An 18-month Air Force investigation found “gross mismanagement” at Dover Air Force Base, the largest military mortuary. Three senior officials admitted to losing body parts of two service members killed in Afghanistan but did nothing to correct sloppy practices at the base mortuary, according to the investigation.

Led by Gov. Steve Beshear (D), Kentucky Democrats won five of the state’s six statewide elections Tuesday. Beshear handily defeated state Senate President David Williams (R), while Attorney General Jack Conway (D) cruised to re-election over an anti-health reform opponent. Democrats also won races for treasurer, secretary of state, and state auditor.

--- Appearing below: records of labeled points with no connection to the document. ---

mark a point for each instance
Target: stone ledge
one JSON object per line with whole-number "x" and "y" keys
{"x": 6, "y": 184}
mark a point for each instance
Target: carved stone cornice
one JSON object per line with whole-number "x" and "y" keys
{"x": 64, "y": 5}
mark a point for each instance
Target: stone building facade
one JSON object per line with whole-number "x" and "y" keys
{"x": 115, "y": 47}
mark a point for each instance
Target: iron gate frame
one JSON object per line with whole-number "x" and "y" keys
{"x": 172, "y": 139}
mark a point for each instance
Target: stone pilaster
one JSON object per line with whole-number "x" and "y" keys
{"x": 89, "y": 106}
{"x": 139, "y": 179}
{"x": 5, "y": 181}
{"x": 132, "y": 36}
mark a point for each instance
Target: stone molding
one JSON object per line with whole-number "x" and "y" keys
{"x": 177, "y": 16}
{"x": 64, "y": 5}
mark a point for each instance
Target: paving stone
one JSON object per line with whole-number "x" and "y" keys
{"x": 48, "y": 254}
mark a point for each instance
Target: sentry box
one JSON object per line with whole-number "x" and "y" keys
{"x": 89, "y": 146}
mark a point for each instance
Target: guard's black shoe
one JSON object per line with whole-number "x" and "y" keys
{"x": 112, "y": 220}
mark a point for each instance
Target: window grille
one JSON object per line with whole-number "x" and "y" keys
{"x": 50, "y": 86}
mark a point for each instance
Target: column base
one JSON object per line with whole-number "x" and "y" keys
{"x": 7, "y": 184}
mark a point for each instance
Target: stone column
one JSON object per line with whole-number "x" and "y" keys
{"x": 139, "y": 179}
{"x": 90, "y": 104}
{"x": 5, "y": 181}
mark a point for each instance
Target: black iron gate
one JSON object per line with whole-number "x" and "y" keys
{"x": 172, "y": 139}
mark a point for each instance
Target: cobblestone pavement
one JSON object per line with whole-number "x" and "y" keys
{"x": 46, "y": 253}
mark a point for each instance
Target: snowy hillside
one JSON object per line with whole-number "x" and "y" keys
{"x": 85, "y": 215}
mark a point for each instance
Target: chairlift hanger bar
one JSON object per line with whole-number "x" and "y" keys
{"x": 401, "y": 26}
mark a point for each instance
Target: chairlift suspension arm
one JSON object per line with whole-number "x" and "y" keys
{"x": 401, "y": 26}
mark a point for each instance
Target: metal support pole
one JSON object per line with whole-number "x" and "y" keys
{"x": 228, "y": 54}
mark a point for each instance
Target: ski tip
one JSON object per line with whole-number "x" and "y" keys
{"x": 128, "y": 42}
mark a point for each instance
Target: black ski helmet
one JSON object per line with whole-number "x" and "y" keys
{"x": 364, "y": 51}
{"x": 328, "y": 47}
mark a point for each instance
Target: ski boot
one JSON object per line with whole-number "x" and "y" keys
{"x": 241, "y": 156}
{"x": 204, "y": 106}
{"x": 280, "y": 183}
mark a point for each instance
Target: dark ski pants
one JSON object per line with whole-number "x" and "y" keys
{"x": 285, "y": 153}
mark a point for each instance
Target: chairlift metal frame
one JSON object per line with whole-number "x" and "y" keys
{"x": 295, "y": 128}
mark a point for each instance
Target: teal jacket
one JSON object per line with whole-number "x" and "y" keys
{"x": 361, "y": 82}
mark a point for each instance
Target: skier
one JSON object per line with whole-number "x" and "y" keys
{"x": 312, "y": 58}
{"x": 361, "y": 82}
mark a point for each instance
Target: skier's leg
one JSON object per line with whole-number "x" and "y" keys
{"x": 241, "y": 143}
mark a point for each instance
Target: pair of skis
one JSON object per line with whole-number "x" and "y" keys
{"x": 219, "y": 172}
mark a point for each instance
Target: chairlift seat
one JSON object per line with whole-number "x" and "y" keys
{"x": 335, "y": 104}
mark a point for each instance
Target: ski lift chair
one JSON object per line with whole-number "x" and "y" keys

Yesterday, GOP contender Herman Cain flatly denied the growing number of sexual harassment charges against him, calling them “baseless, bogus, and false.” Cain claimed he couldn’t remember meeting his latest accuser, Sharon Bialeck, yet smeared her as “troubled.” His denial came as another second former employee, Karen Kraushaar, went public with her accusations.

On Thursday, News Corporation executive and heir apparent James Murdoch will face more questioning by Parliament after documents revealed he may have lied during his testimony in July. The parliamentary committee is investigating the phone hacking scandal and other questionable practices of conservative mogul Rupert Murdoch’s company.


Italian Prime Minister Silvio Berlusconi has pledged to resign once Parliament passes austerity measures demanded by the European Union, a move that could take weeks. Despite Berlusconi’s resignation, Italy’s fiscal crisis has worsened, pushing Italian bond costs to levels near those of other countries that have sought bailouts.

And finally: If this whole running for president thing doesn’t work out for Newt Gingrich, it’s cool because he’s go a backup plan: “zoo director.” Gingrich is famous for going out of his way at campaign stop to visit zoos, and he told CNN’s Piers Morgan last night that if he hadn’t gotten into politics, “I would have spent my life as either a vertebrate paleontologist or a zoo director.” “Would you really?” asked Morgan incredulously. Gingrich assured him he was serious.